Dopo un' ora di attesa mi sono rassegnato al fatto che fosse chiuso, ho optato
per un altro comunque valido; quando sono uscito ho scoperto che il primo
apriva solo alle 22.00. L’”usanza” è di seguire solamente gli orari dettati dal
tempo; il caldo impone una siesta che si protrae ben oltre le 17.00 del
pomeriggio e di conseguenza vengono aperti tutti gli esercizi in base al ruolo
che hanno nel paese.
Le 22.00 è l’ora in cui gli extremeños vanno a cena ed è l’ora in
cui buona parte dei ristoranti apre, non importa che in giro vi siano pochi
turisti affamati, di certo il guadagno non viene da loro. Adeguarsi agli orari
sarà il compito più difficile che mi aspetta in Extremadura.
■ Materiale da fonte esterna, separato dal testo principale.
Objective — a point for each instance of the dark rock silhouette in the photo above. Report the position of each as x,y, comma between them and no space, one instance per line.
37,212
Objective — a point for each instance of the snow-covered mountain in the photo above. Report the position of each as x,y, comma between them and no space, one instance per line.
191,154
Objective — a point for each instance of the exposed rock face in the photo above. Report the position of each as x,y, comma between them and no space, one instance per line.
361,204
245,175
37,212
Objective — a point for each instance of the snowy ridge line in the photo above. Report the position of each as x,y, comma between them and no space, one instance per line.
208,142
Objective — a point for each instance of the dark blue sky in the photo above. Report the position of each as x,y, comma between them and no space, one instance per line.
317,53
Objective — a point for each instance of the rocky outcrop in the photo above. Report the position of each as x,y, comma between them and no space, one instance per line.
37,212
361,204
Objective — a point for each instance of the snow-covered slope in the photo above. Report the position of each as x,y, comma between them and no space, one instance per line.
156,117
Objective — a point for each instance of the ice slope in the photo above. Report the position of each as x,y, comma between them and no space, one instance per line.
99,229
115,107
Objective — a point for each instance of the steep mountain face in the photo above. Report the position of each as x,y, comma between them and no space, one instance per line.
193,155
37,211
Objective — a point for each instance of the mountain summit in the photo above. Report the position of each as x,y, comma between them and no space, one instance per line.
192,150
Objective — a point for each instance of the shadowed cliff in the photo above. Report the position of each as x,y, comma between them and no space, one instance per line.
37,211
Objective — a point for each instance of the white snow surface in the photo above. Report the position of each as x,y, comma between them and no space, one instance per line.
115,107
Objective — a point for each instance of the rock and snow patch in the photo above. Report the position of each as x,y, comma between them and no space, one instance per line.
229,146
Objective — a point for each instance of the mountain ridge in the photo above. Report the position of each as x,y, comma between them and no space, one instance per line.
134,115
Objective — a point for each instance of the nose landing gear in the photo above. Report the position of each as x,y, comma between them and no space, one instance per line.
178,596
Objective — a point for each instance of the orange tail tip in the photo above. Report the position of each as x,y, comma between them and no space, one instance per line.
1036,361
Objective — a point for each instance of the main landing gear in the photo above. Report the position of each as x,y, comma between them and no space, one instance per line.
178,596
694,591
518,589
Seguendo fedelmente la guida ho optato per una deviazione verso le
‘terre di confine’; forse il paese più belo che ho incontrato è Jerez de los Caballeros che dall’alto di una costa innalza i
campanili delle chiese verso la frontiera, come lance in resta di cavalieri
ormai scomparsi.
Anche a Jerez la gente rimane chiusa nelle case, il caldo è
soffocante e qui in Extremadura non c’è neanche il conforto della brezza
marina.
Mi sembra d’obbligo una passeggiata alla scoperta di questi
sontuosi campanili, oltre che spezzare la monotonia dei tetti, sono i
particolari ornamenti dovuti a piastrelle colorate, cornici in ceramica
colorata e veri e propri decori.

Anche l’interno ognuno di questi luoghi di culto presenta altari
barocchi in cui l’oro e le decorazioni esplodono a contrastare con il bianco
delle pareti e la penombra austera delle navate.
Ancora più a nord si arriva a Badajoz, capoluogo dell’Extremadura,
ma città che ho, con troppa leggerezza, snobbato (seguendo il consiglio della mia
guida).
Seguendo il confine si arriva a Valencia de Alcantara. Di questa città ho notizie che vengono solo da guide e
trasmissioni televisive visto che, sbagliando, ho preferito dare la prioritàad altri luoghi.
La zona di Alcàntara è situata ad una decina di chilometri dal
confine con il Portogallo ma la frontiera è delimitata dal fiume Tago, qui
attraversato da un ponte a 6 archi di epoca romana.


Fin dai primi anni del XIII secolo fu la sede dell'Ordine de
Alcantara che partecipò alla Reconquista contro i mori e che governò
l'Extremadura come feudo privato.
Oltre ai paesi con vicoli intricati e case in calce bianca la zona
è ricca di dolmen che confermano che la zona era abitata sin da tempi remoti.